In academic writing, filler words take up space without conveying information. These filler words should be eliminated to reduce word count. Some filler words that are commonly used in academic manuscripts are as follows:

  • The fact that
  • It has been reported that
  • It was observed/found that
  • There is/there are
  • Really

 

Longer sentence: It has been reported that the incidence of ovarian cancer is really increasing in Korea, and there are numerous risk factors for the disease that have been identified. (28 words)

Revised sentence: The incidence of ovarian cancer is increasing in Korea, and numerous risk factors for the disease have been identified. (19 words)

Tip 9!

Avoid Repetition

You may have repeated information presented in tables and figures again throughout your manuscript.

Longer sentence: Patient demographics are of multiple types in this study and correlate well with the data presented. (16 words)

Revised shorter sentence: Patient demographics are described in Table 1. (7 words)

Tip 10!

Avoid Nominalizations

Nominalizations simply mean turning a verb into a noun.
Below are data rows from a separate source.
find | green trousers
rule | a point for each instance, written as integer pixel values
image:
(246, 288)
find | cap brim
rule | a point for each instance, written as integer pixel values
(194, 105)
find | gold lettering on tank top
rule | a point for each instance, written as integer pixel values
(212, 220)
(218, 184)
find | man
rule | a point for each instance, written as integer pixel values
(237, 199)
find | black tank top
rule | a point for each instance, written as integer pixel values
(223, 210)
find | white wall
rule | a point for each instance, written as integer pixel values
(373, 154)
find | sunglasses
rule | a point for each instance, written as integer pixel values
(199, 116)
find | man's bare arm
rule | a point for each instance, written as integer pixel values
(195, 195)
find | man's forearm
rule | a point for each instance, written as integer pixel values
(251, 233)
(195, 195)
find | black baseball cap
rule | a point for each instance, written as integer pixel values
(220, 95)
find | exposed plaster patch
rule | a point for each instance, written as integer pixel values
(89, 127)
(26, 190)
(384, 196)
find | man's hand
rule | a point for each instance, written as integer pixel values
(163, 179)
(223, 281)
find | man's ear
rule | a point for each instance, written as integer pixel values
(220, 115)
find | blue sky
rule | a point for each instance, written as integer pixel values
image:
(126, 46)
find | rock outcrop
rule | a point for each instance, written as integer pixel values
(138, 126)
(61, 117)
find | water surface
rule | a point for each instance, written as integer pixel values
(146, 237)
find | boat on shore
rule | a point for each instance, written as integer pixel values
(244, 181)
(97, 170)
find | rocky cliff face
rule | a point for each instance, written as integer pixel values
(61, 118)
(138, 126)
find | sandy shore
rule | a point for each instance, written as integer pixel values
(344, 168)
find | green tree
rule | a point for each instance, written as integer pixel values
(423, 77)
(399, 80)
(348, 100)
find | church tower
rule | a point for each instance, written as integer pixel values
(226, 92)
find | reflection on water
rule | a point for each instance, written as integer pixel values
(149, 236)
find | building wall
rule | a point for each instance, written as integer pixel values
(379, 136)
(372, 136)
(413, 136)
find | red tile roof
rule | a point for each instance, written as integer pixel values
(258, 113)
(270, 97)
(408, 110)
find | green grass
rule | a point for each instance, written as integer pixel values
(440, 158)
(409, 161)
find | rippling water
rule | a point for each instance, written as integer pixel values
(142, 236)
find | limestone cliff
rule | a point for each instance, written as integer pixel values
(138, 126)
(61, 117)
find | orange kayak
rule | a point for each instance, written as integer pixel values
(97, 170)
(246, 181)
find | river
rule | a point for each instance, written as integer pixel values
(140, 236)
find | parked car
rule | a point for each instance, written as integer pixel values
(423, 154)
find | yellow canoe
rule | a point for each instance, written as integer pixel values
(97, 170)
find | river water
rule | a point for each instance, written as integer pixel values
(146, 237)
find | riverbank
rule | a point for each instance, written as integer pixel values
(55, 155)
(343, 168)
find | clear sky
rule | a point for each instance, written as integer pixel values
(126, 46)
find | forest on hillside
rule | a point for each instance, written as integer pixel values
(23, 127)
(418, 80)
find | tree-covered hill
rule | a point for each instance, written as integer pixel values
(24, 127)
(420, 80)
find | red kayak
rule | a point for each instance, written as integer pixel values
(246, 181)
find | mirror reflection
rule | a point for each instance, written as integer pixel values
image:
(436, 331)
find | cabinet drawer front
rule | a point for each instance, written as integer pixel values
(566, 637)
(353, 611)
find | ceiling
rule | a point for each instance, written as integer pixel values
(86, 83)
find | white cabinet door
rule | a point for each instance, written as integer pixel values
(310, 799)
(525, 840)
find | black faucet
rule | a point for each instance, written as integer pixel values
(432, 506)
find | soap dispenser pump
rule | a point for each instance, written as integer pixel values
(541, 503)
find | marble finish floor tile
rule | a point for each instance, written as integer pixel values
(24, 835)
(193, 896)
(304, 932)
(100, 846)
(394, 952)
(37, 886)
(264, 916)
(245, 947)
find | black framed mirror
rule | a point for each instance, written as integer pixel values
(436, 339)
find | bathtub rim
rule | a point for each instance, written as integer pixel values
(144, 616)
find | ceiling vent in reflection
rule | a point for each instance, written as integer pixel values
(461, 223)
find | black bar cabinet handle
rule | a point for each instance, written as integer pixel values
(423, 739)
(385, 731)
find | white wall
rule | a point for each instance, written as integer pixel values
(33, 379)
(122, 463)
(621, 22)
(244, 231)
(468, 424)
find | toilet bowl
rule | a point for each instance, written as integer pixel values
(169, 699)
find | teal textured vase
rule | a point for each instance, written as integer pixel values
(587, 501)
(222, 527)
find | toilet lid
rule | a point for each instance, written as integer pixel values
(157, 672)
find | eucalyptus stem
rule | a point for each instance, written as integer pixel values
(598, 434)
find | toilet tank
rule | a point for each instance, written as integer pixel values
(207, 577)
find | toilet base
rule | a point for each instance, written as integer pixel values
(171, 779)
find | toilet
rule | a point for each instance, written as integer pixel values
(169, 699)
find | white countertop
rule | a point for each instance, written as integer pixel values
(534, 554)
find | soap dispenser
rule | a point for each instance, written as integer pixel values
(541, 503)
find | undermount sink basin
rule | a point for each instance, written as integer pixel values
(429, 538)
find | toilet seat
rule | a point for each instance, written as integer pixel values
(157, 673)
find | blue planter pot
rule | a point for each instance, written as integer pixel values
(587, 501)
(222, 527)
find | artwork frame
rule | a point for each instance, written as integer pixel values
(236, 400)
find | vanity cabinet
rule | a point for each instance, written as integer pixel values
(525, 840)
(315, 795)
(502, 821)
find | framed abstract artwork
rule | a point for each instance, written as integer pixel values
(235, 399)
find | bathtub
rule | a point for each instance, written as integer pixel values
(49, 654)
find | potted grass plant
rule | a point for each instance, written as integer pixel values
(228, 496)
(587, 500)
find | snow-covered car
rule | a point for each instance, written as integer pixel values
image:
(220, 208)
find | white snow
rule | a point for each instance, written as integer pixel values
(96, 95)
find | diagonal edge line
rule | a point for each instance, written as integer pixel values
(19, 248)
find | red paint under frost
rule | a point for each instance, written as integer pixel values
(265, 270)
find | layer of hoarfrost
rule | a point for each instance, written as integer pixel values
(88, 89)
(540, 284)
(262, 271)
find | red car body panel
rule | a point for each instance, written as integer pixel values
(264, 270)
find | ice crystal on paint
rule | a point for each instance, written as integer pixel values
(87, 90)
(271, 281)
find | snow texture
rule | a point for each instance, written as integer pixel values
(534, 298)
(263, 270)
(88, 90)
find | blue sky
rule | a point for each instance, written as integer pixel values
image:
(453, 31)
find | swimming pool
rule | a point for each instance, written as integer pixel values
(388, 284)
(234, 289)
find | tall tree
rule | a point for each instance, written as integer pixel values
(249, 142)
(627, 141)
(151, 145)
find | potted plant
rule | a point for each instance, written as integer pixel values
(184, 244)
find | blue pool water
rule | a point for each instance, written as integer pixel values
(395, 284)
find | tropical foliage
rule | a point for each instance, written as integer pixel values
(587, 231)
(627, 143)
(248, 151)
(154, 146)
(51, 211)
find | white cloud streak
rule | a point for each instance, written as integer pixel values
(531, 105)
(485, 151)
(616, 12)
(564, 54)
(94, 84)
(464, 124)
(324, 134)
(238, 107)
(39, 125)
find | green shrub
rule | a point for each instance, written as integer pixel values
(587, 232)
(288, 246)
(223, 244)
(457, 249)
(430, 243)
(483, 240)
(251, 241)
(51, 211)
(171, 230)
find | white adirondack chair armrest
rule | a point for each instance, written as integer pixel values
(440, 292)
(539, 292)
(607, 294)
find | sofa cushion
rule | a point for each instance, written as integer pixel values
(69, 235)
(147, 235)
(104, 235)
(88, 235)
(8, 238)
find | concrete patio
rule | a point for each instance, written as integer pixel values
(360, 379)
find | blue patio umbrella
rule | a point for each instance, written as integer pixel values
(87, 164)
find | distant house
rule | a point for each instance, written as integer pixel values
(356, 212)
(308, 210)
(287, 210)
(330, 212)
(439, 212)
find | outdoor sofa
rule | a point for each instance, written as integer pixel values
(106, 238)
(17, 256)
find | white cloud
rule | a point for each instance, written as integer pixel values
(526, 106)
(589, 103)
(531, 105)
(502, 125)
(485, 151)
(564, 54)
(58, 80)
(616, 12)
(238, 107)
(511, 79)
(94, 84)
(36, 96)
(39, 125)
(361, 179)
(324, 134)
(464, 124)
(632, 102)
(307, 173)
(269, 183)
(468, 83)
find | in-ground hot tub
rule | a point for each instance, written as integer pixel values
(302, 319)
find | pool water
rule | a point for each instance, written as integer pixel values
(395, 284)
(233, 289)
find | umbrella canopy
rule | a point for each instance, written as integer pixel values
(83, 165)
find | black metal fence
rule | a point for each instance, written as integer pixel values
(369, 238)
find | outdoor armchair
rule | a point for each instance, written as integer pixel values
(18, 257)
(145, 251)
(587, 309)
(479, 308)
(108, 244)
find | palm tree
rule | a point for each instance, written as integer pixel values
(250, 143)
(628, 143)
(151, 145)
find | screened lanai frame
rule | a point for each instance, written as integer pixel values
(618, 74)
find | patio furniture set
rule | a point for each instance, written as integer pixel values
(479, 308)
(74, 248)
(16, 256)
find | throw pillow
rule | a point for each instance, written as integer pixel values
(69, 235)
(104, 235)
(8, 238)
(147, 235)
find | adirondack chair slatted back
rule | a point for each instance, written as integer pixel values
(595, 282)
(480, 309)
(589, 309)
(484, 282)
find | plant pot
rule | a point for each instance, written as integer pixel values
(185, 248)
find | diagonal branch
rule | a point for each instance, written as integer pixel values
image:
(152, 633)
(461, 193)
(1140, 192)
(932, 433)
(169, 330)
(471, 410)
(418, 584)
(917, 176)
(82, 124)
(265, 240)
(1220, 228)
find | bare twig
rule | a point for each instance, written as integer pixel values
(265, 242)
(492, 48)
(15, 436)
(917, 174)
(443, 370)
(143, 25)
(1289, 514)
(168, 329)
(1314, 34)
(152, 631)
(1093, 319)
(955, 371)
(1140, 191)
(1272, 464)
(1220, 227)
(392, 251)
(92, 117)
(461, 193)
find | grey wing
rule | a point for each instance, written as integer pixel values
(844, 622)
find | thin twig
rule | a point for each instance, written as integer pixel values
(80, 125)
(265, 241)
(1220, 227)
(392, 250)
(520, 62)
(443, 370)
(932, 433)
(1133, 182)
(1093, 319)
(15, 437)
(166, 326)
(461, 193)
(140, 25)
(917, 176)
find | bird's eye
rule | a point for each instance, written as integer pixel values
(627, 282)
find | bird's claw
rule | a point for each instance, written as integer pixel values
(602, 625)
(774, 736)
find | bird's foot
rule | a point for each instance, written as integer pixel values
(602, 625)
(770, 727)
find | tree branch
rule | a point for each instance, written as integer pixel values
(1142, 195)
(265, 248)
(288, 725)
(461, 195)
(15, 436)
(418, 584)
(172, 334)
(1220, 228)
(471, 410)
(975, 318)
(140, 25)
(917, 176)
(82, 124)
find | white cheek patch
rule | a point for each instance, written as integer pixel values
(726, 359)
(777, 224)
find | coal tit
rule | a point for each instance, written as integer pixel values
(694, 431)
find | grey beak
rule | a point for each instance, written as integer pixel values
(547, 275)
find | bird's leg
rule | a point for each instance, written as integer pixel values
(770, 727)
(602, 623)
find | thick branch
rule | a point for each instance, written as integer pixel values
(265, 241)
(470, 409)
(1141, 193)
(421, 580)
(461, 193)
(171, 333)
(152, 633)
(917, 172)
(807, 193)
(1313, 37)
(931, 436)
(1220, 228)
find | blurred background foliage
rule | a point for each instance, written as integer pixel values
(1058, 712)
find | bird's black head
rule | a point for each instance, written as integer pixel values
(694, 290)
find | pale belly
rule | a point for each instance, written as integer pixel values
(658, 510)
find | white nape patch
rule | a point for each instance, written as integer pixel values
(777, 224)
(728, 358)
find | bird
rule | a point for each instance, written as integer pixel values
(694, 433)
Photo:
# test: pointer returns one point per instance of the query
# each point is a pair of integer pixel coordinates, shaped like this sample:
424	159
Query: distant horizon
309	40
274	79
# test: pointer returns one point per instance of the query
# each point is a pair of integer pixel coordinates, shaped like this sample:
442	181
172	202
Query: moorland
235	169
Not only does it sound stuffy, but it tacks on extra words to your writing.

Longer sentence: A diagnosis of cancer was made as increases in tumor-specific biomarkers were observed. (13 words)

Revised sentence: Cancer was diagnosed as tumor-specific biomarkers increased. (7 words)

Tip 11!

Substitute Multiple words with Single Words

You can substitute “on the other hand” with “conversely”, or “in addition to” with “also”.

Longer sentence: On the other hand, when the brain is activated, electrochemical processes for transmission will be induced by neurons for signaling. (20 words)

Revised sentence: Conversely, when the brain is activated, electrochemical processes for transmission will be induced by neurons for signaling. (17 words)

Tip 12!

Replace the Passive voice with the Active voice

While in the past, the passive voice was more popularly used in academic writing, most journals and funders now find the active voice perfectly acceptable. In fact, journals such as Science and Nature prefer the active voice.

Longer sentence: DNA from the seedlings was amplified using PCR. (8 words)

Revised sentence: We amplified seedling DNA using PCR. (6 words)

So, now you know how to go about reducing the word count in academic manuscripts. Follow these tips and say goodbye to verbosity as this will help increase clarity in your manuscript.